Security for Afghanistan's new voters next priority
Against all expectations and despite a steady stream of violence against those who register to vote, Afghanistan's citizens have turned out in droves to sign up for October's presidential poll.
So far nearly 9 million have registered - or about 90 per cent of those thought eligible. About four in 10 have been women.
It is a development that bodes well for a country still struggling to overcome decades of war and the oppressive legacy of the Taleban regime that was in place until only two years ago.
The last election took place in 1969 and there has never been an election for the country's top post. There are still many hurdles to be overcome, but the country has demonstrated it has one of the basic ingredients necessary for a successful election - widespread commitment to the democratic process.
Getting voters to register may well prove to be the easy part. The next priority will have to be providing enough security for campaigning and polling to take place. This is still in question at a time when aid groups, most recently Medicins sans Frontieres and the United Nations refugee agency, are quitting the country or reducing their presence out of concern for the safety of their staff.
Threats against those who take part in the transitional government or the one to be formed have become a fixture.
Nato has 6,500 troops in Afghanistan now and has committed nearly 2,000 more for eight weeks around the election. But of the 20,000 or so coalition troops now in the country, mostly chasing remnant Taleban fighters, it has not been made clear whether any of them will be available for election duties. Most observers believe the commitment so far is woefully insufficient.

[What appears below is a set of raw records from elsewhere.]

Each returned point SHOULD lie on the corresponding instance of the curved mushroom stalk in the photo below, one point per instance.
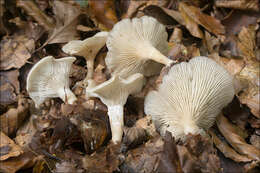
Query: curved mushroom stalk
(87, 48)
(49, 78)
(190, 97)
(113, 93)
(137, 46)
(116, 119)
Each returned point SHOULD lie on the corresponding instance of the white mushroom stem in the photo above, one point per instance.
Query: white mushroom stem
(116, 119)
(90, 66)
(67, 95)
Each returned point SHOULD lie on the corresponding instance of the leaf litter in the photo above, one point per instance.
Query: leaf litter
(76, 138)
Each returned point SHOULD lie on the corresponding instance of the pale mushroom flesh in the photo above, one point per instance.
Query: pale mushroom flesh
(137, 46)
(114, 93)
(49, 78)
(190, 97)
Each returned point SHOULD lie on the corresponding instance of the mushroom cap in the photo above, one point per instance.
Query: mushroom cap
(190, 97)
(88, 47)
(131, 38)
(47, 77)
(116, 90)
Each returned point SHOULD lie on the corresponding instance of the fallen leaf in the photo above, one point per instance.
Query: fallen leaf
(32, 9)
(236, 141)
(15, 51)
(66, 17)
(8, 148)
(227, 150)
(13, 118)
(106, 160)
(104, 11)
(247, 43)
(190, 24)
(24, 161)
(239, 4)
(193, 16)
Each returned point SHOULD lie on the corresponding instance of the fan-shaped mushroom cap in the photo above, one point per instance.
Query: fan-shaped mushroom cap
(134, 46)
(190, 97)
(87, 48)
(113, 93)
(50, 78)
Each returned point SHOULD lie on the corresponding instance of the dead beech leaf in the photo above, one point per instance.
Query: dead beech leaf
(228, 151)
(8, 148)
(190, 24)
(66, 17)
(24, 161)
(13, 118)
(193, 15)
(239, 4)
(15, 51)
(247, 43)
(104, 12)
(31, 8)
(236, 141)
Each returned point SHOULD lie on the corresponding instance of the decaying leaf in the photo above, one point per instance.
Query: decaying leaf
(228, 151)
(106, 160)
(236, 141)
(15, 51)
(13, 118)
(66, 17)
(194, 16)
(31, 8)
(104, 12)
(239, 4)
(24, 161)
(8, 148)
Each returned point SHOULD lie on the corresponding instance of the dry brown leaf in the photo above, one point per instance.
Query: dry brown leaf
(8, 148)
(247, 43)
(239, 4)
(106, 160)
(24, 161)
(228, 151)
(15, 51)
(193, 16)
(13, 118)
(236, 141)
(104, 12)
(31, 8)
(66, 17)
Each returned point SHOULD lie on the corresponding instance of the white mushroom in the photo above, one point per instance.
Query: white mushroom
(113, 93)
(137, 46)
(190, 97)
(87, 48)
(49, 78)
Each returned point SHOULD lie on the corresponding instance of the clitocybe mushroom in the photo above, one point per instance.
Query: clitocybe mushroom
(87, 48)
(49, 78)
(137, 46)
(190, 97)
(113, 93)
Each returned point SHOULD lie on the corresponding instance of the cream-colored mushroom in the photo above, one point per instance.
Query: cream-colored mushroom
(137, 46)
(87, 48)
(113, 93)
(49, 78)
(190, 97)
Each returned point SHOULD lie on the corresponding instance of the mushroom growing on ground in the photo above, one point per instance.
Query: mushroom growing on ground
(87, 48)
(190, 97)
(113, 93)
(137, 46)
(49, 78)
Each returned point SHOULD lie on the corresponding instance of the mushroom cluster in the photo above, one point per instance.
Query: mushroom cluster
(190, 97)
(49, 78)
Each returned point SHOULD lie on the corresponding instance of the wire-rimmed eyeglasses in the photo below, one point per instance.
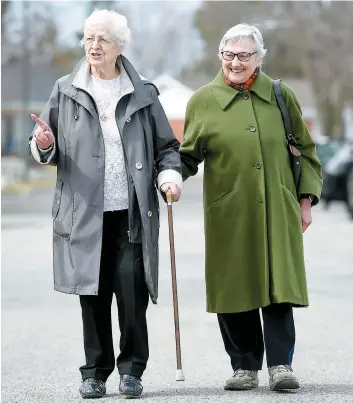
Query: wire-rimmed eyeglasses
(242, 56)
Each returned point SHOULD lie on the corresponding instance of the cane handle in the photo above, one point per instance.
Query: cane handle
(169, 197)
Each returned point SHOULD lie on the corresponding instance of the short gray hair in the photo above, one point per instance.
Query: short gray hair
(115, 21)
(240, 31)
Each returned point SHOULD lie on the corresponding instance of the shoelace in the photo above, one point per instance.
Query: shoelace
(98, 384)
(281, 368)
(242, 373)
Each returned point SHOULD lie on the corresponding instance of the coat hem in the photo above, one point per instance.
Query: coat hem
(219, 309)
(75, 290)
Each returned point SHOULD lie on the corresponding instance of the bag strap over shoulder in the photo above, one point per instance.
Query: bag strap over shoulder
(284, 111)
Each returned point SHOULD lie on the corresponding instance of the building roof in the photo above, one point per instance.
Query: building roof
(174, 96)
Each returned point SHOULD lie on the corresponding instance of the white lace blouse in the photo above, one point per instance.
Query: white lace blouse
(107, 93)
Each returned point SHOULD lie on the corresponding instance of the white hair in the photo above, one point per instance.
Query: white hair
(240, 31)
(116, 22)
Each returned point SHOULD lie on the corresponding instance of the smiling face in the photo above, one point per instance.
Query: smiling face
(237, 71)
(100, 48)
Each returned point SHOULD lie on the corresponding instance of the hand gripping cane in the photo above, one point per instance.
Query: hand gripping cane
(179, 373)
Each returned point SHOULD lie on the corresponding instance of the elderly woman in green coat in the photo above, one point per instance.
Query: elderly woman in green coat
(255, 215)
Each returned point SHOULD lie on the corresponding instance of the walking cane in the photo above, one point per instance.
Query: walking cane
(179, 373)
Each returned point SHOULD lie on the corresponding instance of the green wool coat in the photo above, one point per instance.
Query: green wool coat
(253, 231)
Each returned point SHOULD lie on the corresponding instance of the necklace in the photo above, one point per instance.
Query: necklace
(106, 94)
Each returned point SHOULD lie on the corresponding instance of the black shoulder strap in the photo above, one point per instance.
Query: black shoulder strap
(284, 111)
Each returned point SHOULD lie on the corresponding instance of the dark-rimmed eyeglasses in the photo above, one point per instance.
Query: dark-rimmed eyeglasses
(89, 40)
(242, 56)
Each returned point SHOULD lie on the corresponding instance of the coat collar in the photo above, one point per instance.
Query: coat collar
(130, 81)
(225, 94)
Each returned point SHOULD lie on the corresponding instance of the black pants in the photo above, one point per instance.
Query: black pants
(121, 273)
(244, 341)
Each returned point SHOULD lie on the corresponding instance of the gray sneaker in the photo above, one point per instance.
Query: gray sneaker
(282, 377)
(242, 379)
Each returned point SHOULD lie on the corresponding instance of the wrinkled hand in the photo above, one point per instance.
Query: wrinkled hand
(43, 136)
(174, 189)
(305, 207)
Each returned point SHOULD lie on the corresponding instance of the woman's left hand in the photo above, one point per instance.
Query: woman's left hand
(173, 188)
(305, 207)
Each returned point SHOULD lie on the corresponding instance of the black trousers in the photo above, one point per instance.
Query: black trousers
(121, 273)
(244, 339)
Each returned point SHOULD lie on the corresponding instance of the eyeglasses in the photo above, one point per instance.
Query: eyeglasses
(242, 56)
(89, 40)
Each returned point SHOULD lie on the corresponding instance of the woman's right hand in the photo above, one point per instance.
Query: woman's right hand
(43, 136)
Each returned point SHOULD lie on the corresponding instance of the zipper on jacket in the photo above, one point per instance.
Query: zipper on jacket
(129, 211)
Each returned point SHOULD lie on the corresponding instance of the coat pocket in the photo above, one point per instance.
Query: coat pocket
(63, 209)
(222, 198)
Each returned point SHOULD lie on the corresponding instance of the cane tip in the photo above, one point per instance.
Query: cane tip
(180, 375)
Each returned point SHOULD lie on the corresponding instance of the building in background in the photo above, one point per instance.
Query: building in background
(174, 97)
(42, 78)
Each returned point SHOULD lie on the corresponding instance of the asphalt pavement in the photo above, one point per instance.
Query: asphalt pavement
(42, 331)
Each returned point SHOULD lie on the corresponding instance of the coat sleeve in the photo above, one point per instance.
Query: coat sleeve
(50, 115)
(167, 158)
(193, 150)
(311, 173)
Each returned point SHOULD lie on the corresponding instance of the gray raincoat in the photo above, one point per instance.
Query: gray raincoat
(150, 148)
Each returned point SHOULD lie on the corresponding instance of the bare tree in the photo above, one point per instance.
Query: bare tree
(163, 37)
(327, 52)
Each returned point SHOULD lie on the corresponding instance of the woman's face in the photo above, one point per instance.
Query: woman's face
(100, 48)
(237, 71)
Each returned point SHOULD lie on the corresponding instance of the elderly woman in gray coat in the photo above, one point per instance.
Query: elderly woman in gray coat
(106, 132)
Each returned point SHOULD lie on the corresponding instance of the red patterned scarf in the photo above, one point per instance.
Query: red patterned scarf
(248, 83)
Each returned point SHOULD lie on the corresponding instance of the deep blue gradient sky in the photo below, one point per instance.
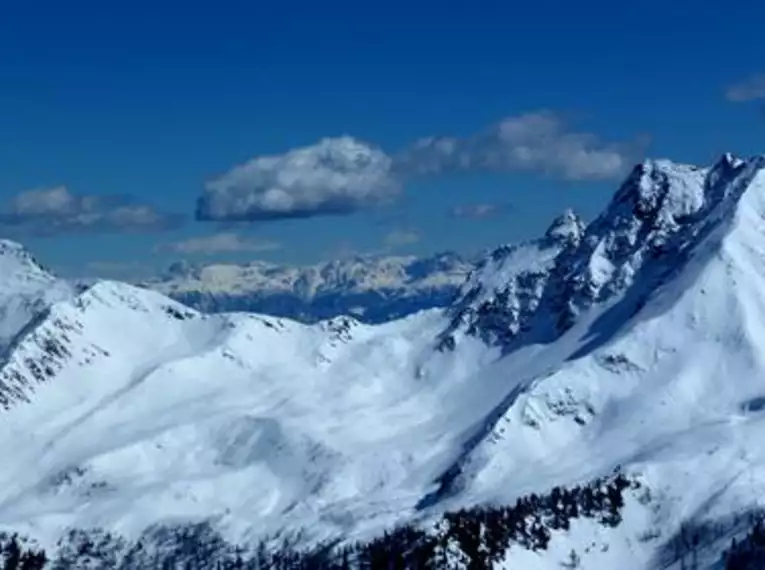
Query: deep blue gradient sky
(154, 99)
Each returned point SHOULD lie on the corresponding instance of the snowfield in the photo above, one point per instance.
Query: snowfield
(637, 341)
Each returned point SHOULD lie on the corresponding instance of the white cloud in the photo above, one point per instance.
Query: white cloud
(53, 211)
(226, 242)
(400, 238)
(334, 176)
(534, 142)
(342, 175)
(476, 211)
(751, 89)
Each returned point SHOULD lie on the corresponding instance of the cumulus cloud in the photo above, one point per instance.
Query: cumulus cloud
(534, 142)
(53, 211)
(225, 242)
(400, 238)
(335, 176)
(477, 211)
(750, 89)
(342, 175)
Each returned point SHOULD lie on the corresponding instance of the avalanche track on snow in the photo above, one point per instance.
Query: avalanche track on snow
(635, 341)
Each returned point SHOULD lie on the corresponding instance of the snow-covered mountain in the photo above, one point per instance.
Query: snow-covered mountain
(635, 343)
(373, 289)
(26, 290)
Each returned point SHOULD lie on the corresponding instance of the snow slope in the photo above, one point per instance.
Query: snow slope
(636, 341)
(26, 289)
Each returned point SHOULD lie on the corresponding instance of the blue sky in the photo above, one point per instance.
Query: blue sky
(116, 120)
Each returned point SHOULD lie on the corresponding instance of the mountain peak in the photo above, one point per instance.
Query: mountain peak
(567, 227)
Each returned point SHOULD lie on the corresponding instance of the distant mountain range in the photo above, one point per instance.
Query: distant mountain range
(593, 398)
(371, 289)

The other challenge is one that has been there since the Taleban was ousted and current president Hamid Karzai was put in place: curbing the power of unelected regional warlords and disarming their militia.
This is the road that Mr Karzai seems to have chosen with his recent decision to drop Mohammed Quassim Fahim as his vice-presidential running mate. The latter has refused to disband his militia, which at 50,000 is bigger than the country's army and police force combined.

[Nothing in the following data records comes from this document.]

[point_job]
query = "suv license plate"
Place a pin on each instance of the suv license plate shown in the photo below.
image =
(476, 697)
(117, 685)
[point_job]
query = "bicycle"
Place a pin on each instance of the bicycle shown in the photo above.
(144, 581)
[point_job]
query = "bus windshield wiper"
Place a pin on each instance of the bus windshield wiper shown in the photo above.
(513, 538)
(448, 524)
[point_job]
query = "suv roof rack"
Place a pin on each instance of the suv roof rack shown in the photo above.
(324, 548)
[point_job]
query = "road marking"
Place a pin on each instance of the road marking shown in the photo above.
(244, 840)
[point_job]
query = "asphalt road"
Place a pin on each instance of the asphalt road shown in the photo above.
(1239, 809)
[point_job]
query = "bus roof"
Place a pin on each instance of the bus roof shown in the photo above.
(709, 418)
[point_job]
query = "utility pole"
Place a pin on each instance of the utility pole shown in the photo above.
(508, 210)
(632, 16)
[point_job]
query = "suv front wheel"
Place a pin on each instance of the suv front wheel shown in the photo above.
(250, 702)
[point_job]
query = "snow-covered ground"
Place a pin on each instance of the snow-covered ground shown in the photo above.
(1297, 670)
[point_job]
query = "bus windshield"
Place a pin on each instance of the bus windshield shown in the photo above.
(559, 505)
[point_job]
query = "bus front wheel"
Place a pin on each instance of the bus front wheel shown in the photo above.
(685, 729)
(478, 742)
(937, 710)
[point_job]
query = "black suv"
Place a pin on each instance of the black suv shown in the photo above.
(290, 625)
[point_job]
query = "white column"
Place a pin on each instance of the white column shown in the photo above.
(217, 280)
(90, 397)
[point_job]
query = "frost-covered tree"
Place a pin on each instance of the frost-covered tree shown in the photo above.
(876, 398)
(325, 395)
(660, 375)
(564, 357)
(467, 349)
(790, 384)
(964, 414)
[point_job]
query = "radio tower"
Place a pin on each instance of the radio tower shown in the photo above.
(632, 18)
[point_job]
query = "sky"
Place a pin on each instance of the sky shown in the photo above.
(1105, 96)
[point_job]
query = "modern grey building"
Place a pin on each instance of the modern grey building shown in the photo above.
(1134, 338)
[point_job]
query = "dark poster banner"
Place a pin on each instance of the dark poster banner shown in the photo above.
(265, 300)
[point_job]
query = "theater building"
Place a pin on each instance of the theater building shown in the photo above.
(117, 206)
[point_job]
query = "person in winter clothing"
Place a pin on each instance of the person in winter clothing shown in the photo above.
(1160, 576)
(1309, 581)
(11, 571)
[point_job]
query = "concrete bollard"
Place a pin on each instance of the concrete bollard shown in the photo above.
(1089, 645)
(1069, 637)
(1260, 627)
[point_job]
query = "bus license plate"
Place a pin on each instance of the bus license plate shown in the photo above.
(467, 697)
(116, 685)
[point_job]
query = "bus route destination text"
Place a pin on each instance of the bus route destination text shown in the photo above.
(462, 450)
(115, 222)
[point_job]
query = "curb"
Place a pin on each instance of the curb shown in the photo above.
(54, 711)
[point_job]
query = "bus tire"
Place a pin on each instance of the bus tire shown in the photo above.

It was a brave move, but other warlords still sit in Mr Karzai's cabinet and he will have to follow through with even more decisive action.
Because a fractured opposition is rallying behind more than 20 other candidates, Mr Karzai stands a good chance of winning in October.
Now that the Afghan public has put its faith in the upcoming votes - another one will be held for parliament in the spring - the world has a responsibility to see that they are free and fair. Primarily, this means more help in the realm of security and it means support for those politicians brave enough to take a stand against the warlords.